W rozmowie z wp.pl, Michał Bajor zdradził, że jego czujność wobec tego, jaki bałagan może panować podczas Opola, wzbudziły przygotowania do koncertu mającego uczcić pamięć Wojciecha Młynarskiego:

Reklama

Artyści, razem z prezydentem Opola poczuli się w pewnym momencie zagubieni. Większa cześć społeczności estradowej uznała, że w tego typu bałaganie nie chcemy brać udziału. Ja zrezygnowałem już dwa miesiące temu, kiedy miałem wystąpić w koncercie Wojciecha Młynarskiego. Bardzo się z tego ucieszyłem, miałem zaśpiewać "Karolinkę", ale dowiedziałem się, że tam w ogóle nie będzie rodziny. Nie będzie Agaty, Pauliny, Jasia. Zapytałem "jak to? przecież Wojtka nie ma od kilku tygodni, jak można robić koncert bez jego rodziny?" Wtedy byłem jednym z pierwszych, który powiedział "przepraszam, poczekam na Opole zrobione z głową".

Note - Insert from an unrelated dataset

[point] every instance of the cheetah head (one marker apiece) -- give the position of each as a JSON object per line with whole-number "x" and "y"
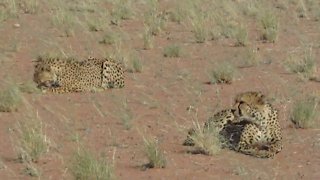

Bajor dodał, że większość artystów zrezygnowała z Opola właśnie z uwagi na bałagan i niepewność tego, co ich czeka podczas tego festiwalu:

Nie nazwałbym tego bojkotem. To jest raczej pokazanie, że jesteśmy grupą ludzi, która nie da się przerzucać z koszyczka do koszyczka. Nastąpiła tak ogromna ilość niepewności, że wszyscy pękli

Muzyk zapewnił także, że w pełni rozumie decyzje Kayah i Maryli Rodowicz, które zapoczątkowały lawinę rezygnacji artystów z udziału w tegorocznej edycji festiwalu.